Political scientist: much will depend on the Conservatives
Vytautas Magnus University professor Mindaugas Jurkynas told lrt.lt that V. Ušackas is aiming for the second round of elections and this is what his further strategy would depend upon, who he will compete with. “If one is to guess, it should be G. Nausėda and in the second round, both these candidates will hold a centrist position in order to draw wider electorates,” the political scientist explained.
In his opinion, V. Ušackas is positioning himself as an individual, who has experience, reputation and has worked in the diplomatic service. “He has worked with the Mission Siberia project, was the EU representative in Afghanistan. All this increases his overall visibility. I wouldn’t say that he is only oriented at a target group, but he is an experienced diplomat and appears on the front pages of various publications, so it is likely not akin to someone treading through ploughed land in wellies. To quip, he represents the elite in a positive way,” the VDU professor said.
According to M. Jurkynas, V. Ušackas’ position on electorate could be greatly backed by the actions of the Homeland Union – Lithuanian Christian Democrats, which he belongs to. “V. Ušackas, as a former and present member of the Conservative party, will definitely be unable to claim he is not a conservative.

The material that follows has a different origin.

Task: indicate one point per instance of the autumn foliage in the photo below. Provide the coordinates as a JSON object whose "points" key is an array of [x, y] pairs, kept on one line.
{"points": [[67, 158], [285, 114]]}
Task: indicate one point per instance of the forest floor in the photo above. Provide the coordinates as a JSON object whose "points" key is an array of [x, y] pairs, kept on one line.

He announced his candidacy prior to the internal elections in the party and this has caused discontent, also placing the party in an awkward position. In such a case, I believe he may have to compete for the votes left over from the Conservative party because if it is stated that he breached party regulation and is removed from the party, this could be a signal to Conservative voters,” M. Jurkynas explained.
So far, the following candidates have declared their intent to run for president in May 2019: Naglis Puteikis, Aušra Maldeikienė, Valentinas Mazuronis, Petras Auštrevičius, Žygimantas Pavilionis and V. Ušackas. Philosopher and one of the founder of Sąjūdis Arvydas Juozaitis and Electoral Action of Poles in Lithuania – Christian Families Union leader, MEP Valdemar Tomaševski are also considering running for president.